I'm writing a dockerized Java Spring application that uses Apache Storm v1.1.2, Kafka v0.11.0.1, Zookeeper 3.4.6, Eureka, and Cloud-Config all in Docker containers orchestrated by Docker-Compose.

The tuples I'm receiving with a KafkaSpout have a "value" Field that is a protobuf object. I use a custom deserializer to get my object out of it for processing.

I have a basic application working where I have a bolt that prints incoming messages and routes them to other certain bolts based on the value of a field in the protobuf object. I also have the LocalCluster, Config, and TopologyBuilder working as Spring Beans.

Currently I set all bolts in a PostContruct but I need to be able to dynamically add bolts that filter incoming messages based on other fields of the protobuf object and perform basic aggregation functions (max/min/windowed average).

I'd like to do this with a REST Controller but how could I stop and start the topology without losing data? I also would prefer not to restart the topology by listening to the Kafka topic from the beginning as this system will receive an extremely high load.

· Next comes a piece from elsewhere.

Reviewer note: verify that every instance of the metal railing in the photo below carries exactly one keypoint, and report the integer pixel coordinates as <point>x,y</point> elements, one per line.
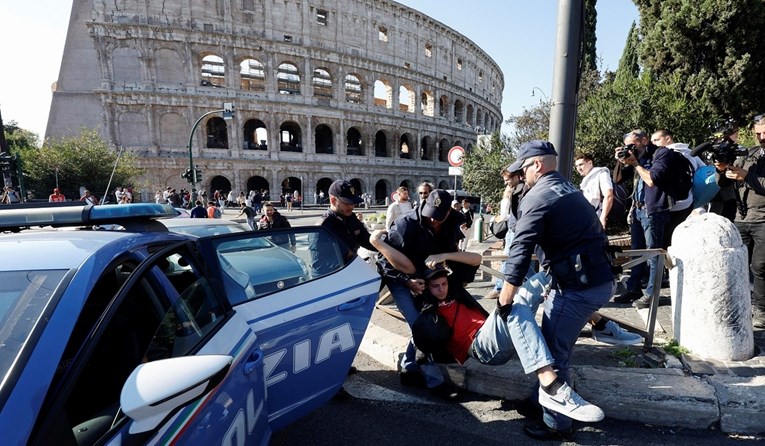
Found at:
<point>636,256</point>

This article looked promising but I definitely want the entire process to be automated so I won't be going into Zookeeper https://community.hortonworks.com/articles/550/unofficial-storm-and-kafka-best-practices-guide.html

How can I edit an existing topology in code to add new bolts dynamically?

1

1 Answers

1
votes

You can't. Storm topologies are static once submitted. If you need to vary processing based on a field in the tuple, your best option is to submit all the bolts you will need up front. You can then vary the path the tuple takes through the topology by using one or more bolts that examine the tuple, and emit to specific streams based on the tuple content.

e.g. make a SplitterBolt

public void execute(Tuple input) {
  if (tuple.getIntegerByField("theDecider") == 1) {
    collector.emit("onlyOnes", tuple.getValues());
  } else {
    collector.emit("others", tuple.getValues());
  }
}

where you in your topology building code would have something like

builder.setSpout("kafka-spout", ...);
builder.setBolt("splitter", new SplitterBolt()).shuffleGrouping("kafka-spout");
builder.setBolt("countOnes", new CounterBolt()).shuffleGrouping("splitter", "onlyOnes");
builder.setBolt("countOthers", new CounterBolt()).shuffleGrouping("splitter", "others");